Nurture the Geek Stars!

I had the great fortune to meet Rajendra Pawar, the founder of India's National Institute for Information Technology (NIIT) in Durban yesterday.

Rajendra is in South Africa as an advisor to Thabo Mbeki’s International Advisory Council on Information Society.

Rajendra has been instrumental in developing India's IT skills base to what it is today since founding NIIT 24 years ago.

He has since then expanded NIIT into other countries and has gained plenty of experience dealing with governments and helping to shape their policies to accelerate skills development with the same success as in India. Let's hope our government heeds his counsel!

The 2 topics at this year's panel were the high cost of broadband and our skills shortage crisis.

I spoke briefly with Rajendra about the foundation of 'Centres for Excellence' where talented students would be spoilt with extra attention and resources.

I believe that it's crucial that we establish schools for gifted children and identify kids from around the country at an early stage and give them a higher quality of education.

Of course it's not a very popular idea in South Africa at this stage. It would be seen as unfair for the state to single out smart children and treat them differently. Besides for egalitarian ideology, why spend extra resources on an 'elite' few, when we are struggling to even get textbooks to the majority of pupils?

Post WW2, similar thinking was pervasive in the US and discrimination based on a genetic factor such as intelligence was not something the state would engage in.

This changed very suddenly in 1957 when the Soviets launched Sputnik. Congresswoman Clare Boothe Luce commented on the launch, referring to Sputnik's beeps as "an intercontinental outer-space raspberry to a decade of American pretensions that the American way of life was a gilt-edged guarantee of our national superiority."

Besides for an increase in scientific research funding, the foundation of DARPA and NASA, the school curricula were also dramatically overhauled.

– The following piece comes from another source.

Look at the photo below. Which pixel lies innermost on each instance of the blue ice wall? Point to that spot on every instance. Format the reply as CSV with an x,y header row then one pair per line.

Prestigious schools for gifted children were founded and smart kids were 'head-hunted' from schools around the country and given better teachers, more resources and advanced topics taught using new techniques.

Our schools will gladly identify top rugby players and athletes at a young age and send them on special training camps or provide scholarships to the top sports schools in the country.

Imagine we forced our best athletes to run only as fast as the average speed of the rest of the team in the run up to the Olympic games? Sounds bizarre, doesn't it?

However, this is exactly what we are doing with intellectually gifted kids in public schools. Although our sports stars will inspire school kids to give it their best and often promote South Africa as a brand overseas, it’s our ‘geekstars’ who will come up with cures for diseases, solutions for poverty, software that aids medication delivery and build businesses that will employ thousands and bring millions of Rands into the country.

Although South Africa is not in a Cold War with any other country, we are definitely at war with poverty and poor education. Let's start fighting!